Others are not so optimistic. Ivan Arnold, director of Operation Mountain Strong, a grassroots relief effort helping conduct search and rescues on the mountains, worries that the combination of heaps of snow and rain is going to be a recipe for disaster.
“There’s a tremendous amount of snow, and the rain is really gonna affect it. It’s gonna turn it into slush and we’re gonna have significant flooding,” Arnold said.
He fears that the rains could flood low-lying areas and exacerbate damage to roofs already affected by the snowstorms.
As the storm approaches, mountain residents continue to hustle to clear as much snow as they can from their properties while the skies are clear.
Travis Lett has been digging out snow from his 4-foot-deep swimming pool in Crestline for the last four days.
He fears there could be more power outages because of the rain.
“I’m almost finished, so I can get down the hill for supplies and a generator,” Lett said Thursday. “I don’t have much time before we are trapped in the rainstorm.”
Lett is confident his home will survive the latest storm because it is on a hill, but he’s worried about his neighbors at lower elevations.
“It’s going to flood the bottom of the town,” he said. “The water can’t escape [because] all reservoir openings are clogged with snow.”
For the last two weeks, Rudy Zamora, 62, had been struggling to clear mounds of snow that stood 5 feet to 8 feet high around his Crestline home.
He was able to get free groceries from Goodwin and Son’s last week, after the roof caved in and the market handed out what it could salvage.
But Zamora has not been able to get his truck out of the driveway. His street was plowed Monday and he can finally see the road.
“I figured if I shoveled snow a little each day, or a lot each day, I’d be able to keep up with it,” Zamora said, slightly out of breath.

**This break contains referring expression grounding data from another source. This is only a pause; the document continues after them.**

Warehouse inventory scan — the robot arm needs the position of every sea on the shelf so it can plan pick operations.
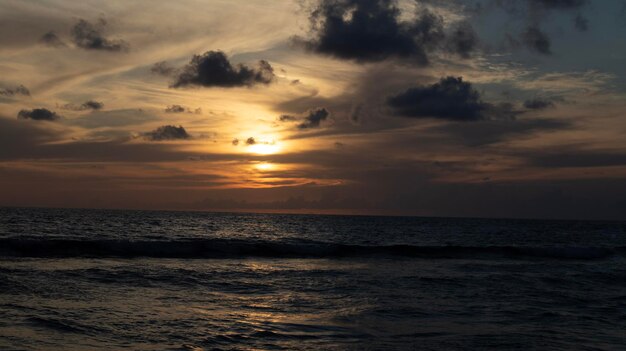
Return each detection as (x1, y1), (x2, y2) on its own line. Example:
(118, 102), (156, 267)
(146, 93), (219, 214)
(1, 207), (625, 350)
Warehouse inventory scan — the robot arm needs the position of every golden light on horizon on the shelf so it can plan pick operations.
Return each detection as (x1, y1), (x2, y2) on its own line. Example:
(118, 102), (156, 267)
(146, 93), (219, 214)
(255, 162), (275, 171)
(248, 142), (281, 155)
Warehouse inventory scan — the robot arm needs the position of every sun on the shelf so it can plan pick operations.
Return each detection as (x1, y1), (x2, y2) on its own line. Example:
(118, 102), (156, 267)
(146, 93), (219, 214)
(248, 143), (281, 155)
(255, 162), (274, 171)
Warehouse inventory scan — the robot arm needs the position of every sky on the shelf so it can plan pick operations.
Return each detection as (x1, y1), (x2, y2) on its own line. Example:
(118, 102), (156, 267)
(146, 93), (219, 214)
(1, 0), (625, 220)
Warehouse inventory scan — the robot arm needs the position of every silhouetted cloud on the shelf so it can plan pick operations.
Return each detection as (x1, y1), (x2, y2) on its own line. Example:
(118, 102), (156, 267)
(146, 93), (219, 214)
(144, 125), (190, 141)
(232, 138), (240, 146)
(165, 105), (186, 113)
(295, 0), (452, 64)
(529, 0), (586, 10)
(0, 85), (30, 96)
(40, 31), (66, 47)
(278, 107), (330, 129)
(279, 114), (298, 122)
(298, 108), (330, 129)
(524, 98), (555, 109)
(17, 108), (59, 121)
(163, 105), (201, 114)
(528, 150), (626, 168)
(61, 100), (104, 111)
(446, 22), (479, 58)
(387, 77), (513, 121)
(151, 61), (176, 76)
(487, 0), (588, 54)
(522, 26), (551, 54)
(245, 137), (256, 145)
(71, 19), (129, 52)
(82, 100), (104, 110)
(171, 51), (274, 88)
(433, 118), (570, 146)
(280, 108), (330, 129)
(574, 14), (588, 31)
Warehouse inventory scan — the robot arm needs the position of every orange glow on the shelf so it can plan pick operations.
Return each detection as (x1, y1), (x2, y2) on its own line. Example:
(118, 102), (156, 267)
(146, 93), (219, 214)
(248, 142), (281, 155)
(255, 162), (274, 171)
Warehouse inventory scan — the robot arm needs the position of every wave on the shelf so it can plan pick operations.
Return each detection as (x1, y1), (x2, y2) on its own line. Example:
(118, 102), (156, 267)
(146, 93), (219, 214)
(0, 237), (624, 260)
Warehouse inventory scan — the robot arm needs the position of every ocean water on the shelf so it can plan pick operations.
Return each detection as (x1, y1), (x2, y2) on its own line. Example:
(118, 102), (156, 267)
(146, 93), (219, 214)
(1, 207), (625, 350)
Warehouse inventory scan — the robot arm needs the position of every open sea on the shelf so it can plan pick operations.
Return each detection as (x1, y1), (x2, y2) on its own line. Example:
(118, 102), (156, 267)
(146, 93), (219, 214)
(1, 207), (625, 350)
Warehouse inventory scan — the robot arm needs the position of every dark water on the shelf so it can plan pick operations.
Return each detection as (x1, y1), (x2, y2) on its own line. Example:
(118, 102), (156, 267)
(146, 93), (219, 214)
(1, 207), (625, 350)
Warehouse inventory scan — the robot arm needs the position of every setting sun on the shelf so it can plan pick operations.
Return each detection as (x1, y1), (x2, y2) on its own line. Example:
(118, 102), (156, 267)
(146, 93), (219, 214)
(248, 142), (281, 155)
(255, 162), (274, 171)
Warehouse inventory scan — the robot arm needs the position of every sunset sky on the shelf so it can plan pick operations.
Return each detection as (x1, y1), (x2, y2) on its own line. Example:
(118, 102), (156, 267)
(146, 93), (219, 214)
(1, 0), (625, 219)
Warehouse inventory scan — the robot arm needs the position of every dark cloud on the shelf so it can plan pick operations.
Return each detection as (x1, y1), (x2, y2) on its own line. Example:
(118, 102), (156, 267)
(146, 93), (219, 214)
(522, 26), (551, 54)
(524, 98), (555, 110)
(144, 125), (191, 141)
(295, 0), (452, 64)
(71, 19), (129, 52)
(528, 0), (586, 10)
(528, 150), (626, 168)
(279, 115), (299, 122)
(171, 51), (274, 88)
(487, 0), (588, 54)
(17, 108), (60, 121)
(82, 100), (104, 110)
(280, 108), (331, 129)
(151, 61), (176, 76)
(163, 105), (201, 114)
(298, 108), (330, 129)
(446, 22), (479, 58)
(68, 108), (153, 128)
(237, 137), (275, 147)
(61, 100), (104, 111)
(165, 105), (186, 113)
(40, 31), (66, 47)
(433, 118), (570, 146)
(0, 85), (30, 97)
(574, 14), (588, 31)
(387, 77), (504, 121)
(0, 117), (222, 164)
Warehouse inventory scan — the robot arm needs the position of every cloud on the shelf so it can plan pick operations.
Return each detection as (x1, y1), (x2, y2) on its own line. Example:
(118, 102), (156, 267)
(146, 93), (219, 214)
(151, 61), (176, 76)
(387, 77), (515, 121)
(294, 0), (456, 64)
(433, 118), (570, 146)
(529, 0), (586, 10)
(163, 105), (201, 114)
(279, 108), (331, 129)
(165, 105), (186, 113)
(0, 85), (30, 97)
(144, 125), (191, 141)
(487, 0), (588, 54)
(17, 108), (60, 121)
(68, 109), (154, 128)
(61, 100), (104, 111)
(522, 26), (551, 54)
(232, 137), (274, 147)
(279, 115), (298, 122)
(574, 14), (588, 31)
(171, 51), (274, 88)
(523, 98), (555, 109)
(40, 31), (67, 47)
(446, 22), (479, 59)
(71, 18), (129, 52)
(528, 149), (626, 168)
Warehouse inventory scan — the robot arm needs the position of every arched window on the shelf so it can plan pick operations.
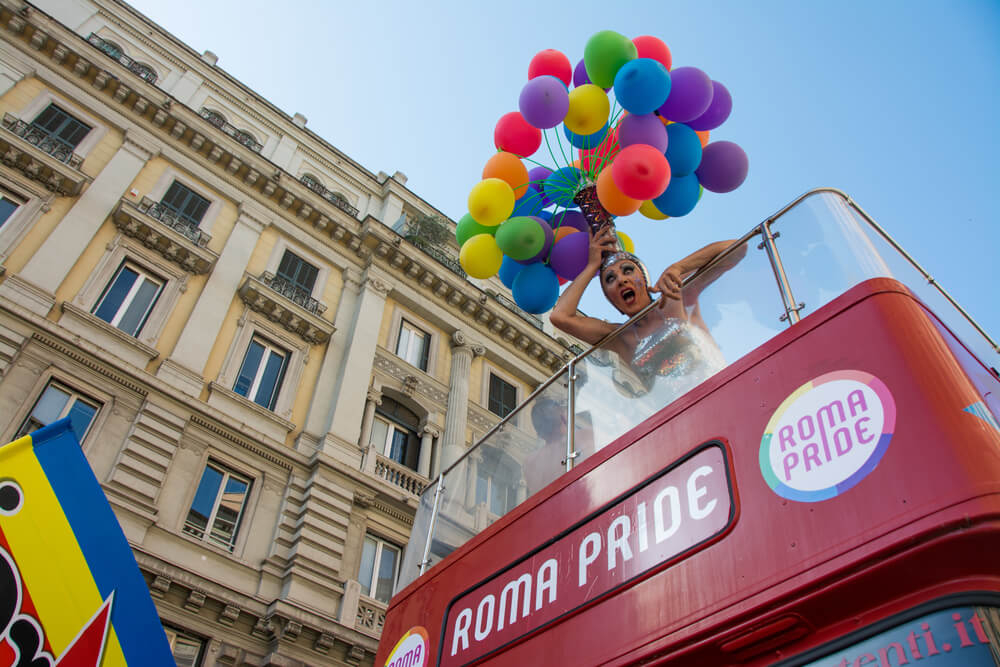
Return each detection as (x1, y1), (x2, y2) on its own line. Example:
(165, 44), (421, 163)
(233, 129), (259, 151)
(129, 62), (158, 84)
(98, 39), (124, 59)
(369, 396), (422, 471)
(300, 173), (324, 194)
(200, 108), (226, 129)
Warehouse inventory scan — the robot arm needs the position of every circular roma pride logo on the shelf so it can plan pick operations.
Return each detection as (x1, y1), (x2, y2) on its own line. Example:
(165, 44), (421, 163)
(384, 626), (429, 667)
(760, 370), (895, 502)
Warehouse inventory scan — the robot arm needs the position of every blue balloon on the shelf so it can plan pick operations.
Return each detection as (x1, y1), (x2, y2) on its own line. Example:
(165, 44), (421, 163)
(652, 172), (701, 217)
(543, 167), (583, 208)
(613, 58), (671, 115)
(563, 123), (609, 150)
(512, 263), (560, 314)
(498, 255), (524, 289)
(664, 123), (703, 177)
(537, 210), (553, 221)
(511, 185), (546, 217)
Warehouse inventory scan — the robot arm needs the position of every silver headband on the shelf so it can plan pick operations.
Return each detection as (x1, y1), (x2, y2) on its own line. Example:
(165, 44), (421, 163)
(600, 251), (651, 287)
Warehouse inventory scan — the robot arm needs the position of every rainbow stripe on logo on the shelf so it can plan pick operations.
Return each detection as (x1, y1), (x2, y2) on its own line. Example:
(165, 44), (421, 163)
(0, 418), (175, 666)
(759, 370), (896, 502)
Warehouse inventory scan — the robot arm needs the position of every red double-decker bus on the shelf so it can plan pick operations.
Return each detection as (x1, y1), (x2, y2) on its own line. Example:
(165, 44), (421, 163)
(377, 190), (1000, 666)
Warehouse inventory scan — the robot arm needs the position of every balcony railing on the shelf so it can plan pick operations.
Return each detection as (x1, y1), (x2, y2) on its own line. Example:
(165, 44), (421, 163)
(373, 454), (428, 496)
(136, 197), (211, 247)
(198, 108), (263, 153)
(2, 113), (83, 168)
(258, 272), (326, 316)
(298, 175), (360, 218)
(86, 34), (157, 84)
(419, 244), (466, 279)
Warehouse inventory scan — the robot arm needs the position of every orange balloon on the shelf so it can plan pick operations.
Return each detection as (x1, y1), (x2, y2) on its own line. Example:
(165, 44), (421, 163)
(596, 167), (641, 217)
(696, 130), (710, 147)
(483, 151), (530, 200)
(553, 226), (580, 242)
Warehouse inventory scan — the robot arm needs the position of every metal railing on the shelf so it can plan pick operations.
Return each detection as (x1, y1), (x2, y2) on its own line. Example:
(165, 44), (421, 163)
(299, 175), (360, 218)
(258, 272), (327, 316)
(2, 113), (83, 167)
(198, 108), (263, 153)
(400, 187), (1000, 588)
(136, 197), (211, 247)
(86, 33), (157, 84)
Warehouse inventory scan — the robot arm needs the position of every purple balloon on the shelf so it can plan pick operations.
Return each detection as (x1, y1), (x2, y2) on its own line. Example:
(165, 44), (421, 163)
(551, 209), (587, 233)
(695, 141), (748, 193)
(618, 113), (668, 152)
(573, 58), (611, 92)
(519, 75), (570, 130)
(657, 67), (713, 123)
(528, 166), (554, 207)
(687, 81), (732, 131)
(515, 217), (555, 264)
(548, 230), (590, 280)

During a winter storm last year, Vallejos and his fiancee, Holly Walker, lost power at their home in Skyforest, a community southeast of Lake Arrowhead. They roughed it for several days.
When the latest storms rolled through, they felt prepared, but they did not expect to be stranded for 12 days.
“We weren’t caught off guard so much as it kind of was like with COVID. The feeling was it just kept going on,” Vallejos said.
Though they have cleared channels around their home for the incoming rain, there’s a feeling that it’s just another issue on top of everything else.
“Obviously there’s a little bit of concern,” Vallejos said. “I feel like a lot of people right now are just trying to focus on the people who need help in the community. There are still people who are snowed in and can’t get supplies.”
Wildhaven Ranch, a nonprofit wildlife sanctuary in Cedar Glen, was also snowed in.
But neighbors have been helping Diane Dragotto Williams, the sanctuary’s founder, dig pathways to the animal enclosures and ensure that structures don’t cave in.
There is no money coming into the shelter because the business is closed, and she relies on donations and the generosity of her neighbors.
Her neighbors have accompanied her while she feeds the animals. But some of the larger carnivores require special handlers to feed, Williams said, and that has been difficult to do when the roads are blocked and the handlers can’t make it to the sanctuary.
Earlier in the week, a busload of inmates from the California Department of Corrections and Rehabilitation under the California Department of Forestry and Fire Protection arrived in Cedar Glen and helped residents dig out their driveways.
The inmates also helped clear out some of the enclosures at the sanctuary, Williams said.
She’s optimistic that the incoming rainstorm will be moderate. “The snow is very slowly melting. I can see maybe a foot has gone down since it has been warm in the last few days,” she said. “So that’s encouraging.”